Step 5: Apply approximate string matching


In [127]:
mun_names = lat_lon_mun["Población"].tolist()

def approx_str_compare(x):
    ratio = [fuzz.ratio(x,m) for m in mun_names]
    res = pd.DataFrame({"ratio" : ratio,
                "name": mun_names})
    return res.sort_values(by="ratio",ascending=False).iloc[0,:]
    
df4 = df3.loc[df3.match_ratio.isnull(),"NOMBRE"].map(approx_str_compare)

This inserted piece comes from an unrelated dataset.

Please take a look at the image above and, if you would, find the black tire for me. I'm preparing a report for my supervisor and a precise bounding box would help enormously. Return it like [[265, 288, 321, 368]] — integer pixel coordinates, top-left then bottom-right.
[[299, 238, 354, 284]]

Step 6: Concatenate results


In [135]:
df4.map(lambda x: x["name"])
df4.map(lambda x: x["ratio"])
df6 = df3.loc[df3.match_ratio.isnull(),:]
df6["match_ratio"] = df4.map(lambda x: x["ratio"])
df6["NOMBRE"] = df4.map(lambda x: x["name"])
df6.head()


C:\ProgramData\Anaconda3\lib\site-packages\ipykernel_launcher.py:4: SettingWithCopyWarning: 
A value is trying to be set on a copy of a slice from a DataFrame.
Try using .loc[row_indexer,col_indexer] = value instead

See the caveats in the documentation: http://pandas.pydata.org/pandas-docs/stable/indexing.html#indexing-view-versus-copy
  after removing the cwd from sys.path.
C:\ProgramData\Anaconda3\lib\site-packages\ipykernel_launcher.py:5: SettingWithCopyWarning: 
A value is trying to be set on a copy of a slice from a DataFrame.
Try using .loc[row_indexer,col_indexer] = value instead

See the caveats in the documentation: http://pandas.pydata.org/pandas-docs/stable/indexing.html#indexing-view-versus-copy
  """
Out[135]:
CPRO CMUN DC NOMBRE match_ratio
31 1 58 7 Legutiano 88
63 2 14 3 Ballestero (El) 90
69 2 19 4 Bonillo (El) 87
85 2 35 2 Gineta (La) 86
88 2 38 7 Herrera (La) 87

In [138]:
df7 = pd.concat([df3,df6])

Exercices

  1. Improve the pipeline taking into consideration that we haven't checked that all names are unique. What is happening? Can you solve it?

  2. Work with both NOMBRE and Población variables to improve results.

  3. Make approximate string matxing procedure more efficient.

  4. Porvide the final merged dataset.